When studying "Transforming variables" (meaning discrete and continuous random variables), I came across the following formulas:

$E(aX+b) = a \cdot E(X) + b$

$Var(aX+b) = a^2 \cdot Var(X)$

When trying to build an intuition, I built the following experiments, in order to test if these would actually match my assumption/calculation.

Experiment: Tossing a coin four times, and counting the number of tails (therefore X is the number of tails).

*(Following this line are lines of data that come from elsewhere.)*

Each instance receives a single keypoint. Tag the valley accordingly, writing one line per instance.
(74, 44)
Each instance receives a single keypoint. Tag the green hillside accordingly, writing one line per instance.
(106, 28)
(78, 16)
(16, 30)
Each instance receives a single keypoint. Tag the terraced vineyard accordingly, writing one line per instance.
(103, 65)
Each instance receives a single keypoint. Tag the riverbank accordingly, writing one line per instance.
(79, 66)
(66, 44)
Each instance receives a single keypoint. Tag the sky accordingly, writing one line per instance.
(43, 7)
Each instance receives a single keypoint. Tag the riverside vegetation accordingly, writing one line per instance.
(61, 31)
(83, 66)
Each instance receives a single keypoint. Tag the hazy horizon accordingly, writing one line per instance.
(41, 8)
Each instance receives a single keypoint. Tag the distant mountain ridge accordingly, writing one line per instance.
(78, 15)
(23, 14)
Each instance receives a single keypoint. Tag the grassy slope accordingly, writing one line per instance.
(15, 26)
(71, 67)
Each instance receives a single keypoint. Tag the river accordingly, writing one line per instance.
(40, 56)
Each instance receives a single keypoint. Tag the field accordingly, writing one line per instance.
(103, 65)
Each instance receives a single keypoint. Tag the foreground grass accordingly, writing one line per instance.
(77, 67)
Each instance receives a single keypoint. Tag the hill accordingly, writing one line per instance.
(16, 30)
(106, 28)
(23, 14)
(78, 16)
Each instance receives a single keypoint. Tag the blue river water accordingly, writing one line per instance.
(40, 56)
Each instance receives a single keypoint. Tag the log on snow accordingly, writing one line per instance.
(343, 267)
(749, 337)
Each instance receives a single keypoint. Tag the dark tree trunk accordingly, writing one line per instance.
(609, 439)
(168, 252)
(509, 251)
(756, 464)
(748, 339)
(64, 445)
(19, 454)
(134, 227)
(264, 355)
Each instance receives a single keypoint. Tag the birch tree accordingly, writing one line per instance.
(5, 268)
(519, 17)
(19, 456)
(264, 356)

Using binomial distribution: The probability of success is 0.5 and the number of trials is 4. Therefore, $E(X) = np = 2$ and $Var(X) = np(1-p) = 2 \cdot 0.5 = 1$

Using the formulas for transforming variables: In this case, the expected value is $0.5$ and the $Var(X) = E(X^2) - \left[ E(X) \right]^2 = 0.25$. Given that we're calculating the number of tails four times in a row, we can state that $E(X+X+X+X) = E(4X) = 4E(X) = 4 \cdot 0.5 = 2$ (which matches the previous calculation with Binomial distribution) and $Var(X+X+X+X) = Var(4X) = 16 \cdot 0.25 = 4$ (which does not match).

Where did I go wrong?

Thank you.

Answer 1

As I understood, each toss is described not by the same random variable $X$, but its own random variable, say, $X_i$, where $i$ is the number of toss. Then indeed $E\left(\sum_{i=1}^4 X_i\right)=\sum_{i=1}^4 E\left( X_i\right)$, but $Var\left(\sum_{i=1}^4 X_i\right)\ne Var(4X)$.